When the MoU to divide the assets between the brothers was signed in June 2005 in the presence of their mother Kokilaben, there was a clause that split the future gas assets of the group. The relevant portion of the MoU read: ‘Kokilaben realises that a long-term, stable source of gas from RIL, which has the largest find of gas, was absolutely essential for the growth plans of the Anil Ambani Group and in order to enable Anil to carry REL (Reliance Energy Limited) to even greater heights.’ There was an elaborate plan to divide the gas assets, including the quantities that would be given to Anil, and the price at which gas would be supplied, namely, $2.34 per million British thermal units (mBtu). The price became the most contentious aspect of the dispute. Before the signing of the MoU, RIL had offered to sell the gas at the same price to the government-owned power utility, NTPC th
rough a globally- competitive bidding process. Later, RIL and NTPC had differences over the quantum and price of gas to be supplied to the latter’s Kawas and Gandhar power plants and dragged the dispute to the Bombay High Court. However, under the family MoU, Anil benchmarked his gas supplies at a price of $2.34 per mBtu. RIL agreed. It seemed a win-win situation for both the brothers. The brothers were not, however, really thinking of their respective business interests; each was apparently far more interested in spiting the other. Both wanted to disregard the fine print of the MoU; both wanted their slice of the cake and to eat it too.
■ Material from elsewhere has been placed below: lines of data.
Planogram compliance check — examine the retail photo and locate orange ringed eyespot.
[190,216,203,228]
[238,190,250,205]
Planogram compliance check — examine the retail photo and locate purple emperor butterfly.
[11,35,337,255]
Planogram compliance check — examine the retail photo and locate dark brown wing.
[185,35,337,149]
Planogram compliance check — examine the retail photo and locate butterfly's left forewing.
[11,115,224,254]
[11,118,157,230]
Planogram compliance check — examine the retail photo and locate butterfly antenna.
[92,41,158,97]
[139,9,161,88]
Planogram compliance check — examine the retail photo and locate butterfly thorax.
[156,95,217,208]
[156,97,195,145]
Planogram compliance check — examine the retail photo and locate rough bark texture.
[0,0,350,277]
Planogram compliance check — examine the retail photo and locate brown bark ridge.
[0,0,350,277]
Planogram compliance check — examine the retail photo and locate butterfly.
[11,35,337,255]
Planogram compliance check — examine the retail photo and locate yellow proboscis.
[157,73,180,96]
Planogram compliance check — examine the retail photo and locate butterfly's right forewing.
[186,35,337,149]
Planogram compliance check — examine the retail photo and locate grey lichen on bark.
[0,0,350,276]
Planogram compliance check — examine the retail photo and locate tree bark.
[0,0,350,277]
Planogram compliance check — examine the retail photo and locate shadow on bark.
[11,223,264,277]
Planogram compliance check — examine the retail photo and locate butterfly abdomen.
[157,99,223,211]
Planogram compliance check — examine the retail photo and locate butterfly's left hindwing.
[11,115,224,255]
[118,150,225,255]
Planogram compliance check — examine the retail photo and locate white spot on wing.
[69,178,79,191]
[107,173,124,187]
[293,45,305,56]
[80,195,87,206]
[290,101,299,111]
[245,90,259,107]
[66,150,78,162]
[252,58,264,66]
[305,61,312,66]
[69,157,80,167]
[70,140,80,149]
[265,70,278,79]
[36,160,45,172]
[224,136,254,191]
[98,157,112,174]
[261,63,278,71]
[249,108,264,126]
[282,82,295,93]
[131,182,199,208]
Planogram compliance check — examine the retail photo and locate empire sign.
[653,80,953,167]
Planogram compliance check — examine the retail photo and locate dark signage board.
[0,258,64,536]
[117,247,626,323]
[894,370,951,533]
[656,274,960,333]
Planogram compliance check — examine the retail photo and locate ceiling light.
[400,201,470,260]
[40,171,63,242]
Anil’s credentials as a large entrepreneur depended on the successful execution of the Dadri power project. This project had first been approved in 2003 by the Samajwadi Party government in Uttar Pradesh. Cheap and assured fuel supply, in this case, natural gas, was critical for its success. However, the project proved to be a non-starter because of a number of reasons. First, the brothers could not agree on the supply and pricing of KG gas. It was argued that the long distance of over 2,000 kilometres that the gas would have to be transported through pipelines from the coast of Andhra Pradesh to Dadri near Delhi would render the project unviable. Then, the farmers who owned the land on which the power project was to be set up conducted a series of agitations which were supported by various political leaders, including former prime minister of India (and one- time bête noire of Dhirubhai Ambani) V.P. Singh. Finally, in December 2009, the Allahabad bench of the Uttar Pradesh high court quashed the manner in which the then state government acquired 2,500 acres of land without adequately compensating the owners of the land.